组件接入最佳实践

更新时间: 2022-07-14 15:12:03

介绍组件接入的最佳实践。

版本号

版本号规范

版本格式:主版本号.次版本号.修订号,版本号递增规则如下:

  • 主版本号:当你做了不兼容的 API 修改

  • 次版本号:当你做了向下兼容的功能性新增

  • 修订号:当你做了向下兼容的问题修正

先行版本号及版本编译信息可以加到“主版本号.次版本号.修订号”的后面,作为延伸。如:组件镜像还在调试中预发版本号可以定义为(x.y.z-beta.1)

版本号映射

ADP 组件包含两个版本号,组件版本号和应用版本号。

对应关系见示例:

# Helm chart Chart.yaml
apiVersion: v1
version: 0.1.0  #组件版本号
description: cn app cn-app-events
name: cn-app-events
appVersion: 1.0.0 #应用版本号

Chart on ADP 最佳实践

Chart基本要求

  1. 组件中心的组件 chart 需要能够通过 helm v3 安装

  2. 使用 helm v3 安装时,chart 应当能够通过指定不同 release name 进行多次安装且不出现资源冲突

  3. 使用 helm v3 安装时,chart 应当能够通过指定不同 namespace 进行安装,且安装 chart 所创建的资源应该与指定的 namespace 相匹配

配置示例

apiVersion: apps/v1
kind: StatefulSet
metadata:
  name: {{ include "minio.fullname" . }} 
  labels:
    app: {{ include "minio.fullname" . }}
    component: minio
    {{- include "minio.labels" . | nindent 4 }}
# 1、所有资源的name都是变量,一般和releaseName保持一致或增加前缀或者后缀 xxxx-{{ include "minio.fullname" . }}
# 2、所有的资源的namespace字段留空。

charts 文件结构

基本结构

myapp
├── Chart.yaml
├── templates
└── values.yaml

如果组件由多个模块或者应用组成,基于不同场景可以考虑两种不同的组织方式。

方式一:每个应用(模块)作为一个chart(适用于管控面与数据面分离组件)

charts
├── mysql
│   ├── Chart.yaml
│   ├── templates
│   └── values.yaml
└── mysql-operator
    ├── Chart.yaml
    ├── templates
    └── values.yaml

方式二:一个chart由多个模块组成

kube-prometheus-stack
├── templates
│   ├── prometheus
│   ├── alertmanager
│   ├── grafana
│   ├── prometheus-operator
│   └── exporter
├── crds
│    ├── crd0.yaml
│    └── crd1.yaml
├── Chart.yaml
└── values.yaml

存储配置规范

  1. 组件 chart 如果需要使用 pvc,则 pvc 的 .spec.storageClassName 字段请留空,组件交付的底座环境会自动使用底座默认的 storageclass (kubernetes 的默认机制)
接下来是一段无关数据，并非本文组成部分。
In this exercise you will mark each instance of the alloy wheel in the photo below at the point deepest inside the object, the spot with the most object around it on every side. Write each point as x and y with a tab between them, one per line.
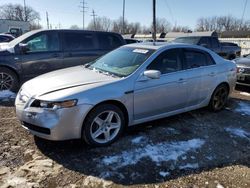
105	127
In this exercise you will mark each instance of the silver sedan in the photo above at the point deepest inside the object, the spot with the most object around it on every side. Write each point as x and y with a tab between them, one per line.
133	84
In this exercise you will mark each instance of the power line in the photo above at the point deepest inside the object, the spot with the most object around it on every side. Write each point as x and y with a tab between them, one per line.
83	7
94	17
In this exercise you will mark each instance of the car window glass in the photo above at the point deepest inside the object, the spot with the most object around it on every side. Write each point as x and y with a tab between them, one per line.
108	41
194	59
44	42
167	62
78	41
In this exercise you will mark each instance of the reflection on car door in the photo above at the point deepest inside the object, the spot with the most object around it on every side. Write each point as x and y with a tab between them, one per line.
157	96
201	71
43	54
79	48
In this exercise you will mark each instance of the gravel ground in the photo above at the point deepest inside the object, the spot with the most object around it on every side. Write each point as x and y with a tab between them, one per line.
194	149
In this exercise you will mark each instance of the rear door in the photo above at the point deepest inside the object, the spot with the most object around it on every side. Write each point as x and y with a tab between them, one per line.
44	54
79	48
201	73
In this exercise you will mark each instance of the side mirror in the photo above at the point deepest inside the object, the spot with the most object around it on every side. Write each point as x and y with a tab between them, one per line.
204	45
23	47
153	74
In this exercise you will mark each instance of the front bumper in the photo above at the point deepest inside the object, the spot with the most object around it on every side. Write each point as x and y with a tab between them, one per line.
60	124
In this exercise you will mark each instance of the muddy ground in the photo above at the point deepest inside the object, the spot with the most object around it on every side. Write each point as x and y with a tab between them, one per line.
194	149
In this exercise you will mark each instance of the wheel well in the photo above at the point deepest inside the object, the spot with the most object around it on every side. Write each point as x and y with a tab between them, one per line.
13	70
226	84
118	104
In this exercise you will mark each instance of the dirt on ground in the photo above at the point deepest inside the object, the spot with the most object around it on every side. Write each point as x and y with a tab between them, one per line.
194	149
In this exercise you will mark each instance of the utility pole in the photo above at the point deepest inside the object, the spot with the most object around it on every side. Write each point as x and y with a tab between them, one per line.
154	21
123	18
25	12
83	7
47	18
94	16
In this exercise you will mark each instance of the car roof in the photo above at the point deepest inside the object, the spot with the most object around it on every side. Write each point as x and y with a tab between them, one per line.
160	45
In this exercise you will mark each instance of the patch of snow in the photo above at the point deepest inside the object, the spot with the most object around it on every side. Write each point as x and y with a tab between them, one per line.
189	165
5	94
138	140
170	130
164	174
243	108
238	132
245	94
158	153
219	186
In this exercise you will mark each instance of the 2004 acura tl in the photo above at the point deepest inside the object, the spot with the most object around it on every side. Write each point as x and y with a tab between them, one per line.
130	85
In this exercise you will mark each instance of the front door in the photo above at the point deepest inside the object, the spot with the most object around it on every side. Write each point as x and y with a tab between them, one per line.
168	93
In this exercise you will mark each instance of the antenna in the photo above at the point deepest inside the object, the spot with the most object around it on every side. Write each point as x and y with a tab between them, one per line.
83	7
94	16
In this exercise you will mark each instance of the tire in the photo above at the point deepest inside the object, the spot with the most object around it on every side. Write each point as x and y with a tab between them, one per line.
103	125
219	98
8	80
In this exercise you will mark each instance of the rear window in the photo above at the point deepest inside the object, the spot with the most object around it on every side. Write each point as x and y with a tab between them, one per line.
109	41
78	41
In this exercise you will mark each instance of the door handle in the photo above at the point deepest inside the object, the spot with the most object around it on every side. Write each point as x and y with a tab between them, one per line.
181	80
55	55
211	74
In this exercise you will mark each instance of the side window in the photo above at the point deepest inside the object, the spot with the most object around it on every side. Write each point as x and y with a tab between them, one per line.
43	42
108	41
167	62
78	41
194	59
210	60
215	43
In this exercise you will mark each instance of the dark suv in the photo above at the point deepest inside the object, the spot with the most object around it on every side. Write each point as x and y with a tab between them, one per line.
41	51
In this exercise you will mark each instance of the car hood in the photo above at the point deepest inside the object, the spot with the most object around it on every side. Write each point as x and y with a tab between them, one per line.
6	47
243	62
64	79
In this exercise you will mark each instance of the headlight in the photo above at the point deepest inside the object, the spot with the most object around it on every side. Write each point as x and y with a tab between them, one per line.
53	105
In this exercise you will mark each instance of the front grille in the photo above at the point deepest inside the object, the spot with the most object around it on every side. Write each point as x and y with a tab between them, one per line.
36	128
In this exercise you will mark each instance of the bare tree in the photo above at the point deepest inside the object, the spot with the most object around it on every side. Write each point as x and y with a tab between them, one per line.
100	24
16	12
222	23
162	25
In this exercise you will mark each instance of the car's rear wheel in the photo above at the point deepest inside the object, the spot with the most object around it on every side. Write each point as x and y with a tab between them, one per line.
8	80
219	98
103	125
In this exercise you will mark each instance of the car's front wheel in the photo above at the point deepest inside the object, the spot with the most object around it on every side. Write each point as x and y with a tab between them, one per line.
103	125
219	98
8	80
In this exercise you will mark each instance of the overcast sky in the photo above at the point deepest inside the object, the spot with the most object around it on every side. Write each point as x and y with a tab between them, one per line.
180	12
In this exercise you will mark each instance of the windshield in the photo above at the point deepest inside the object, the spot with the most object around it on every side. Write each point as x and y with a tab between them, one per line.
121	62
188	40
21	38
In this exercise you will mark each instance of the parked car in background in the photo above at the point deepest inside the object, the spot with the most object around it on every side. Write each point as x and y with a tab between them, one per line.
6	38
226	51
243	70
131	41
38	52
130	85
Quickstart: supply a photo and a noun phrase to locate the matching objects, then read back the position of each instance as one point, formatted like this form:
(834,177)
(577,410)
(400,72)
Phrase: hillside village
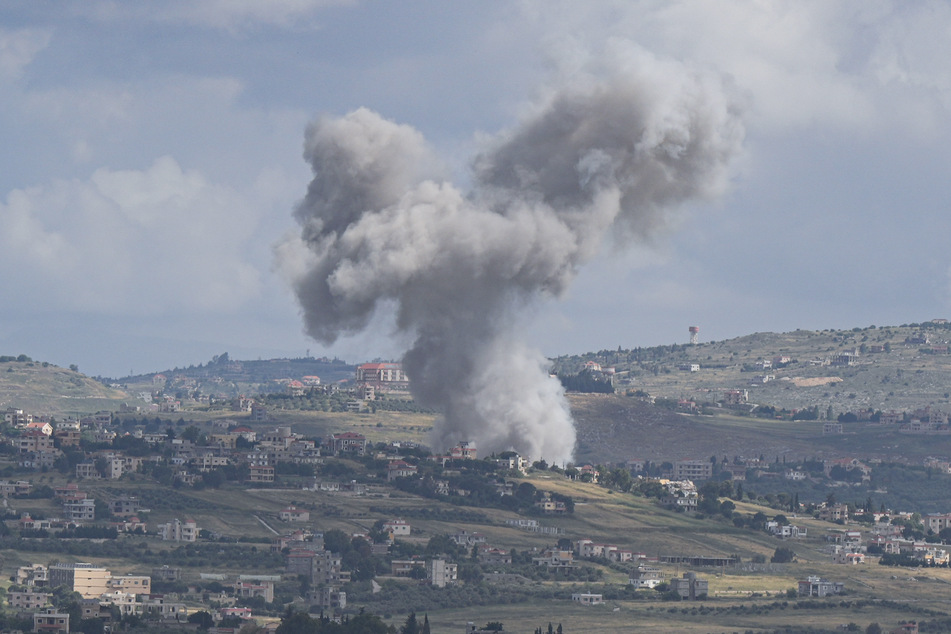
(222,519)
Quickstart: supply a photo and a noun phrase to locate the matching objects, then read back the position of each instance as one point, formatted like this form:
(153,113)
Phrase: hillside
(884,368)
(43,388)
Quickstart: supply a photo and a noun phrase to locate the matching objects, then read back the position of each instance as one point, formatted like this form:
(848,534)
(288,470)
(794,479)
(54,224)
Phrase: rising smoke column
(616,151)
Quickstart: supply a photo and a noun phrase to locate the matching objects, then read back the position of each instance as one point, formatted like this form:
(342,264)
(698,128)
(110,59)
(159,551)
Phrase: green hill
(43,388)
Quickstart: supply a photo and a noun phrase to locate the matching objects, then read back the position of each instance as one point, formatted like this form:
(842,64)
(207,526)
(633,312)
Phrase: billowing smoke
(615,151)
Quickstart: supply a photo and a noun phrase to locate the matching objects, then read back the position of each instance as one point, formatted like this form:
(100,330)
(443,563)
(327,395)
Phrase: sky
(152,160)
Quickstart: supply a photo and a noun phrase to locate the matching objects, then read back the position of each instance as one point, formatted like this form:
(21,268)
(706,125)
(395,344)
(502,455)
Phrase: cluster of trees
(586,381)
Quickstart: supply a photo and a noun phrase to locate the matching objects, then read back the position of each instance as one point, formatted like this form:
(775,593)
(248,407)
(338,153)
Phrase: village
(253,454)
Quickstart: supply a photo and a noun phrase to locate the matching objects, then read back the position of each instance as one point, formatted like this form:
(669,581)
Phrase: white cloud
(801,62)
(18,48)
(130,242)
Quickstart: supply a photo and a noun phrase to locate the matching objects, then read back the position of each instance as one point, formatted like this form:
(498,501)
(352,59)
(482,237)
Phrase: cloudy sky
(152,160)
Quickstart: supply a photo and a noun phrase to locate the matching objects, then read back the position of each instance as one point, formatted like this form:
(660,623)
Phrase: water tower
(694,334)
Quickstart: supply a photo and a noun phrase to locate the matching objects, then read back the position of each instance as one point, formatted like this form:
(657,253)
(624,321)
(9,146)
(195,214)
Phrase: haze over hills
(831,372)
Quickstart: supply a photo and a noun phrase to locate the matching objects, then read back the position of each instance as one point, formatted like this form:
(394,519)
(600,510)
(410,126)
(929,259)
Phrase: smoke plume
(616,151)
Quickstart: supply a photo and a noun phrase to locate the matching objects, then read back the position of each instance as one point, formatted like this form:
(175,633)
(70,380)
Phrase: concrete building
(693,470)
(587,598)
(51,622)
(88,580)
(690,587)
(442,574)
(816,587)
(179,531)
(29,600)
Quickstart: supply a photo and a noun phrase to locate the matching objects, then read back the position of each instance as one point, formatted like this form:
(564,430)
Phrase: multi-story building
(88,580)
(690,587)
(79,511)
(693,470)
(29,600)
(179,531)
(442,573)
(348,442)
(51,622)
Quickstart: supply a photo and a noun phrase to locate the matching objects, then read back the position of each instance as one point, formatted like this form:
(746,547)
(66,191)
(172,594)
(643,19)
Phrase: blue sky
(153,157)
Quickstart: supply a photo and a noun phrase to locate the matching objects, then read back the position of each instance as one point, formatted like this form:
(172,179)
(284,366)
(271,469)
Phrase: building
(261,474)
(29,600)
(179,531)
(587,598)
(693,470)
(327,569)
(816,587)
(442,574)
(397,527)
(79,511)
(400,469)
(51,622)
(125,506)
(132,584)
(88,580)
(646,577)
(294,514)
(348,442)
(690,587)
(382,376)
(255,588)
(405,567)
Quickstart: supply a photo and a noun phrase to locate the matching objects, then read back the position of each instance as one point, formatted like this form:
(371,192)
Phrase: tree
(298,623)
(411,626)
(783,555)
(203,619)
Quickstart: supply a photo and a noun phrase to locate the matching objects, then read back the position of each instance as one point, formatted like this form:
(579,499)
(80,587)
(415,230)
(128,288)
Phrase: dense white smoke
(616,150)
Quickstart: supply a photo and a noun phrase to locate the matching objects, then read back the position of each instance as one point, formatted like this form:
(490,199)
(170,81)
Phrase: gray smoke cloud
(616,151)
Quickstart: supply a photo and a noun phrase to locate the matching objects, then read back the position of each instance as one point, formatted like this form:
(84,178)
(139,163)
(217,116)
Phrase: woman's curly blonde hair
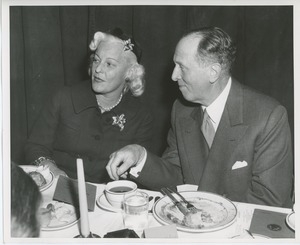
(135,75)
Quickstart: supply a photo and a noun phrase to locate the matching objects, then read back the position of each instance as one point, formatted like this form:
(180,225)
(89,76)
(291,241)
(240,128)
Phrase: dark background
(49,49)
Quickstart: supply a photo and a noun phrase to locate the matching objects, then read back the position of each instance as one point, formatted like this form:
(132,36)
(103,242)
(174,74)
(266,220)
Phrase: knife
(178,204)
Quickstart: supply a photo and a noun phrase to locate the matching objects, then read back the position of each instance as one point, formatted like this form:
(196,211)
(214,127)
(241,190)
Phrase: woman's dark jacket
(72,125)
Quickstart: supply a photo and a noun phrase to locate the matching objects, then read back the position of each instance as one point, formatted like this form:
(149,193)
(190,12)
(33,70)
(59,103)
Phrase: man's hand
(123,159)
(53,168)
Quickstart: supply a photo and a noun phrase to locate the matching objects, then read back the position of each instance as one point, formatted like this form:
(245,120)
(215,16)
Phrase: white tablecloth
(102,221)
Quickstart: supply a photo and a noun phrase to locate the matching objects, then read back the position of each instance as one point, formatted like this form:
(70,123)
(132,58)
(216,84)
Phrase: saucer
(104,204)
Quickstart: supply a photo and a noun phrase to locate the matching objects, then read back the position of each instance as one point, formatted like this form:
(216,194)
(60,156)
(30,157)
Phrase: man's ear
(214,72)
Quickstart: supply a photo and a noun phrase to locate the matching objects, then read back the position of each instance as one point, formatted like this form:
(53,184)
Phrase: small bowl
(115,191)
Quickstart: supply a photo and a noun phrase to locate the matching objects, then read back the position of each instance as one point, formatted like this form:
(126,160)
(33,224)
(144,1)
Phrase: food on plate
(57,214)
(38,178)
(207,215)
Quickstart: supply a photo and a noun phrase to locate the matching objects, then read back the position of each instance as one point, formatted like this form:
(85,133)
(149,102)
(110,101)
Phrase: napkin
(271,224)
(67,191)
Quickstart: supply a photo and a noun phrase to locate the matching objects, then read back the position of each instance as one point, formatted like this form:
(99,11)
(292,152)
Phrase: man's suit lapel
(230,130)
(196,148)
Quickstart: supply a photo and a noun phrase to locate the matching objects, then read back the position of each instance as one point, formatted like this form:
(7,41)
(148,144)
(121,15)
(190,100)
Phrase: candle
(84,219)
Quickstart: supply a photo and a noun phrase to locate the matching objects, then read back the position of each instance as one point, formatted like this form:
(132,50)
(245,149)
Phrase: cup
(135,210)
(115,191)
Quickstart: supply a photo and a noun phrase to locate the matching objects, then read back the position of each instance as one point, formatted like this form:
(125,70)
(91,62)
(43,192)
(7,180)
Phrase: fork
(189,206)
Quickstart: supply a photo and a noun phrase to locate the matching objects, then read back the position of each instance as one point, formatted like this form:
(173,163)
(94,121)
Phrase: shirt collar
(215,109)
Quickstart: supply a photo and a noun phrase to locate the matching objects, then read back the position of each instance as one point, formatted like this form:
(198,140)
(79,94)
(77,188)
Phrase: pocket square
(239,164)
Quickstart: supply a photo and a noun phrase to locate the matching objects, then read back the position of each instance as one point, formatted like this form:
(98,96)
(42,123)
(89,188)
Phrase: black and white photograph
(149,122)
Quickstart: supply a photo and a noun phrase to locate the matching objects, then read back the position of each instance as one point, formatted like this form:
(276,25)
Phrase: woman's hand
(123,159)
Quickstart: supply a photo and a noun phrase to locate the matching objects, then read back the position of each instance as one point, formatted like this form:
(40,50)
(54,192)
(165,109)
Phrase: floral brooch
(128,45)
(119,120)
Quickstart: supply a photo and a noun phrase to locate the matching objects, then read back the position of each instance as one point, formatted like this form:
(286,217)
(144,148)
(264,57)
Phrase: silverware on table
(189,206)
(178,204)
(154,201)
(250,234)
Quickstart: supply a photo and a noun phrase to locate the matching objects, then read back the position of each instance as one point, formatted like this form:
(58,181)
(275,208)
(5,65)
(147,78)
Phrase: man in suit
(225,137)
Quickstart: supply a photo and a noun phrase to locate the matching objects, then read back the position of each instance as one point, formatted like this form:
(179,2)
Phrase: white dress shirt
(214,110)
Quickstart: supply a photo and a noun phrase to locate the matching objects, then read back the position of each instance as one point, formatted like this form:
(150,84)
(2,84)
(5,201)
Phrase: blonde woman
(96,117)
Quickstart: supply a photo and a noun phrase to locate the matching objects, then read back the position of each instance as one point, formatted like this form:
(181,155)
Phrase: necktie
(207,129)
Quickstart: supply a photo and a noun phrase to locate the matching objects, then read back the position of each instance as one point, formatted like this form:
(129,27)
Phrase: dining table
(103,221)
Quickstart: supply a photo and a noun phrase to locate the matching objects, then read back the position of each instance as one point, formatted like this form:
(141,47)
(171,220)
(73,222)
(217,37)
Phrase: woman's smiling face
(109,67)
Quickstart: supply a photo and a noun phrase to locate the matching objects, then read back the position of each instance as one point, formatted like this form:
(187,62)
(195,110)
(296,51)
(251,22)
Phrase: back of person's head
(25,203)
(215,45)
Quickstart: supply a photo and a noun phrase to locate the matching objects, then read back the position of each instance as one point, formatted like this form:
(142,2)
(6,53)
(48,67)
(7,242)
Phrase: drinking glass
(135,210)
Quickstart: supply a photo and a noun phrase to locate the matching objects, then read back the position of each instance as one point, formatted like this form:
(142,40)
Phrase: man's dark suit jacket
(253,130)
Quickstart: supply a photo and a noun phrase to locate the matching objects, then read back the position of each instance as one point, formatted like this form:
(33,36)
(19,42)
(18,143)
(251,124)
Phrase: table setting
(74,209)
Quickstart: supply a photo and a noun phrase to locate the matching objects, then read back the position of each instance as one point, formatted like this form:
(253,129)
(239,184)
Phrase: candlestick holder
(91,235)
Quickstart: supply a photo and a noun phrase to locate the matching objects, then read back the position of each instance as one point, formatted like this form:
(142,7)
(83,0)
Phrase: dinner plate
(215,212)
(63,216)
(104,204)
(49,177)
(290,220)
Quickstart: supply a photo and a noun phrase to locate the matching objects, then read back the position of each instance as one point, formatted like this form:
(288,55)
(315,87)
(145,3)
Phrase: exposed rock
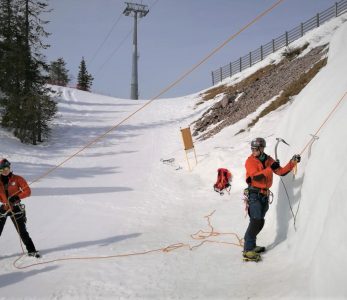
(253,92)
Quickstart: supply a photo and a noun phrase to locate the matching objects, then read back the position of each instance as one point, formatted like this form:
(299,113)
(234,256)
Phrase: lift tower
(137,11)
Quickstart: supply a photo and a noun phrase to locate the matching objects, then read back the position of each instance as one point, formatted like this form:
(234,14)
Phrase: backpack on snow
(223,181)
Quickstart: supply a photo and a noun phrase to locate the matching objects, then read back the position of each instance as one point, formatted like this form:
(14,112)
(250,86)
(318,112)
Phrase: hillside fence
(284,40)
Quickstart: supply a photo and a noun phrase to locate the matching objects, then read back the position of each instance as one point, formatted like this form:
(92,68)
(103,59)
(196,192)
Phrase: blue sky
(173,37)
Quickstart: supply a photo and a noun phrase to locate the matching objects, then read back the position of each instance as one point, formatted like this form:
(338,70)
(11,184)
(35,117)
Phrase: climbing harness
(224,178)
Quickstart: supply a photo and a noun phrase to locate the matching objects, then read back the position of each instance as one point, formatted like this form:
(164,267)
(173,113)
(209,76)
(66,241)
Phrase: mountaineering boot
(35,254)
(259,249)
(251,256)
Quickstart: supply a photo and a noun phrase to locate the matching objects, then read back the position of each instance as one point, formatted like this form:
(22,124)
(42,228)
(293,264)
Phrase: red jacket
(17,185)
(259,175)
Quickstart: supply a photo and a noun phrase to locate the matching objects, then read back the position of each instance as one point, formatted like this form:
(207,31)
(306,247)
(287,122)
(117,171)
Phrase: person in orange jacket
(259,174)
(13,189)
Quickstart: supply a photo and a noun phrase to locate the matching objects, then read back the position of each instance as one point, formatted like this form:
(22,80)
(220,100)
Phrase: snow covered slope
(117,197)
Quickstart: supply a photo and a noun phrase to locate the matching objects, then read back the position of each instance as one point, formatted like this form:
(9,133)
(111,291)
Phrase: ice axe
(278,141)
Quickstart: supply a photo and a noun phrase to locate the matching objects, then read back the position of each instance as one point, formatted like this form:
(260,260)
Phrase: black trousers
(18,219)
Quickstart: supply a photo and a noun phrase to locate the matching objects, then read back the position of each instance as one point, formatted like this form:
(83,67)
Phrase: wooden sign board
(187,138)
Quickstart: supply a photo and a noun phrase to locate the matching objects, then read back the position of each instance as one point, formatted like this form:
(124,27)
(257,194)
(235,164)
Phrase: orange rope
(170,86)
(326,120)
(163,91)
(200,235)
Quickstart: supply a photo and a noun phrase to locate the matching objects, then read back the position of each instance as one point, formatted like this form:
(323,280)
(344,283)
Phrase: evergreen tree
(26,105)
(58,74)
(84,79)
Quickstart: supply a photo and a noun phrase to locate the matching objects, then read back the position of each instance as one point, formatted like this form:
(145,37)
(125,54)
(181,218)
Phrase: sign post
(188,144)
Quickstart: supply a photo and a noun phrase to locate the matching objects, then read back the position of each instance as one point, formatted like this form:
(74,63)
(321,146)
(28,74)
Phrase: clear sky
(173,37)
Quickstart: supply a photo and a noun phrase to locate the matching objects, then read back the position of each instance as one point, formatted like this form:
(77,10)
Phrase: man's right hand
(296,158)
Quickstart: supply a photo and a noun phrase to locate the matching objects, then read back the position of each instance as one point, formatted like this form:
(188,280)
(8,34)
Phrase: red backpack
(223,181)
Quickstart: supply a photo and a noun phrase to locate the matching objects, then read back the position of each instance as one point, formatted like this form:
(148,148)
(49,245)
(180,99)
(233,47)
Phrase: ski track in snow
(117,197)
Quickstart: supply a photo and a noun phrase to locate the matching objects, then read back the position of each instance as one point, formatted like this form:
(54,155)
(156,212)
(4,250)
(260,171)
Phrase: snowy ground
(117,197)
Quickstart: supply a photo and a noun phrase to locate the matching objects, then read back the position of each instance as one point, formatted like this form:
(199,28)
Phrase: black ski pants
(18,218)
(258,206)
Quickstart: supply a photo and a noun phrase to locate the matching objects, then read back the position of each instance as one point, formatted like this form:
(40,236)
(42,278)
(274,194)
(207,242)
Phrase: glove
(275,165)
(296,158)
(14,199)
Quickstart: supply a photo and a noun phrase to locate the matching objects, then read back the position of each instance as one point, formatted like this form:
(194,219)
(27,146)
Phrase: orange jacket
(17,185)
(259,175)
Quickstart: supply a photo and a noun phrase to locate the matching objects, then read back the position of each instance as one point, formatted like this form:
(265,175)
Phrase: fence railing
(284,40)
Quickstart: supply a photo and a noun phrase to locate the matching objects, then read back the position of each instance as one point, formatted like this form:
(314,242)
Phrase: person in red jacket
(13,189)
(259,173)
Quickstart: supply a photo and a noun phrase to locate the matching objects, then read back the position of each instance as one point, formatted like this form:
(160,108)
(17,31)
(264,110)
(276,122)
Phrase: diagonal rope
(326,120)
(170,86)
(200,235)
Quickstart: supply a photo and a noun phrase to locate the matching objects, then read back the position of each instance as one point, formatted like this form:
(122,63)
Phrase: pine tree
(26,105)
(84,79)
(58,74)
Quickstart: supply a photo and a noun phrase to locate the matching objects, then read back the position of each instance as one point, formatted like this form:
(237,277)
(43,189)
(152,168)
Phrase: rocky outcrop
(253,92)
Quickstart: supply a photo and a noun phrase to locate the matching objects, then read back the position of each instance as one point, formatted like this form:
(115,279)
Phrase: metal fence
(284,40)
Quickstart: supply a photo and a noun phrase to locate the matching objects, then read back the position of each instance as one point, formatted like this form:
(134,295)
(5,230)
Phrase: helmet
(4,163)
(258,142)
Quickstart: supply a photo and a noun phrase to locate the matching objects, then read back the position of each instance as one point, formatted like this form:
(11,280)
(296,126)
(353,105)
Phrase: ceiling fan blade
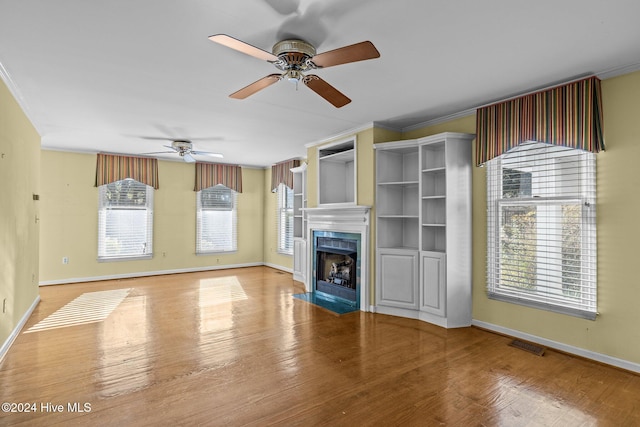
(243,47)
(325,90)
(207,153)
(256,86)
(344,55)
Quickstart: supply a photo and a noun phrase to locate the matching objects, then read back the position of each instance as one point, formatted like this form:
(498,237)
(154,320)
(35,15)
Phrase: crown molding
(347,133)
(17,95)
(618,71)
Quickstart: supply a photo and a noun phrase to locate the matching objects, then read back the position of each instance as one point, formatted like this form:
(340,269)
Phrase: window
(217,220)
(542,228)
(285,219)
(125,220)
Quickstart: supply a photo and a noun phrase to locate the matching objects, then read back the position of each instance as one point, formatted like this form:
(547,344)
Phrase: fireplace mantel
(343,214)
(347,219)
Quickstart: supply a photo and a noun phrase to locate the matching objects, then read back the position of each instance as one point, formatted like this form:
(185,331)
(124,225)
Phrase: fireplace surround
(338,254)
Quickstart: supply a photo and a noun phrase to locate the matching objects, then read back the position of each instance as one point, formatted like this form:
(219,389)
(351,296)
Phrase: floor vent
(527,346)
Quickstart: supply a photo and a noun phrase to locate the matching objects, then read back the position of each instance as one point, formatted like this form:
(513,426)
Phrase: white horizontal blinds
(285,219)
(125,220)
(542,228)
(217,220)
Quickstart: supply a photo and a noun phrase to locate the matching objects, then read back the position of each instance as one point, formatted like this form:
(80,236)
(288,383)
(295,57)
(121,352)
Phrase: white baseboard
(278,267)
(587,354)
(152,273)
(16,331)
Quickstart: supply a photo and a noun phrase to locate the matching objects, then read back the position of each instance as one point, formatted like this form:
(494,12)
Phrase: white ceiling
(115,75)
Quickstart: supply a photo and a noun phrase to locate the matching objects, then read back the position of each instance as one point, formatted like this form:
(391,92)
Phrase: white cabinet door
(299,260)
(433,280)
(397,272)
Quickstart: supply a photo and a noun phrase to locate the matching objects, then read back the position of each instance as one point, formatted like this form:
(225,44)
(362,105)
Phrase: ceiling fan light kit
(185,150)
(294,58)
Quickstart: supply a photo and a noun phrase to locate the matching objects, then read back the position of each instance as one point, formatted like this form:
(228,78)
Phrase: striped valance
(113,167)
(281,173)
(568,115)
(212,174)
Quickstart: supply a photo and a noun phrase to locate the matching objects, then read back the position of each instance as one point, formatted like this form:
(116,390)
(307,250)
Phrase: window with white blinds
(285,219)
(125,220)
(216,220)
(541,202)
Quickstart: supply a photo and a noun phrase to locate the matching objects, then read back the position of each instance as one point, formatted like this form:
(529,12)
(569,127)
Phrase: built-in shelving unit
(423,228)
(397,203)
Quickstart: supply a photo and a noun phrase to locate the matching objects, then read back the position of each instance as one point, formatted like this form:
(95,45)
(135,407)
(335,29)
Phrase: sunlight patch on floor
(90,307)
(220,290)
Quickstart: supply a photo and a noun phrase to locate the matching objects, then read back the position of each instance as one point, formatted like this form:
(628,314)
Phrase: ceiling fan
(185,150)
(295,58)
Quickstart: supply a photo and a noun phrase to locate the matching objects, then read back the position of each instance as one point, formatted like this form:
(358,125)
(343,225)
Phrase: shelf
(398,231)
(342,157)
(400,248)
(434,170)
(400,183)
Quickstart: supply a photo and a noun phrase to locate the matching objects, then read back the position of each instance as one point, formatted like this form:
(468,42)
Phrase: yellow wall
(70,220)
(616,330)
(19,180)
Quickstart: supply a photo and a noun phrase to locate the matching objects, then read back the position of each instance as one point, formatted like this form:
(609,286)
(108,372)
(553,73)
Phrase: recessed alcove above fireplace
(337,256)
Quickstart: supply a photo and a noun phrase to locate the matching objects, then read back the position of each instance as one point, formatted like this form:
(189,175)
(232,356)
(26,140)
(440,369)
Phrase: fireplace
(337,254)
(337,266)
    1. adp 底座默认的 storageclass 为 "yoda-lvm-default"

  2. 对于磁盘有特殊需求的中间件,建议采用以下方式

    1. 提交的 chart 中使用的 storageclass 指定为"",从而可以适配任何设置了默认 storageclass 的底座

    2. 需要独占块设备/文件系统的中间件,需要在文档中注明所依赖的具体 storageclass 类型,并描述如何通过 values.yaml 配置 storageclass

    示例

## statefulset.yaml

{{ $storageClass := .Values.persistence.storageClass }}
volumeClaimTemplates:
    - metadata:
        name: export-1
      spec:
        accessModes: [ {{ .Values.persistence.accessMode }} ]
        {{- if $storageClass }}
        storageClassName: {{ $storageClass }}
        {{- end }}
        resources:
          requests:
            storage: {{ .Values.persistence.size }}
 
 # values.yaml
 persistence:
  enabled: true
  #storageClass: default
  VolumeName: cluster-minio
  accessMode: ReadWriteOnce
  size: 5Gi
  subPath: ""

存活探针

对于每个container都配置了存活探针(spec.containers[].livenessProbe)

# Source: mysql-operator/templates/deployment.yaml
apiVersion: apps/v1
spec:
  replicas: 1
  template:
    spec:
      containers:
        - name: mysql-operator
          securityContext:
            {}
          image: "harbor.middleware.com/middleware/mysql-operator:v1.0.18"
          ports:
            - name: http
              containerPort: 80
              protocol: TCP
          livenessProbe:
            failureThreshold: 3
            httpGet:
              path: /healthz
              port: 10880
              scheme: HTTP
            initialDelaySeconds: 5
            periodSeconds: 5
            successThreshold: 1
            timeoutSeconds: 5

就绪探针

对于每个container都配置了就绪探针(spec.containers[].readinessProbe)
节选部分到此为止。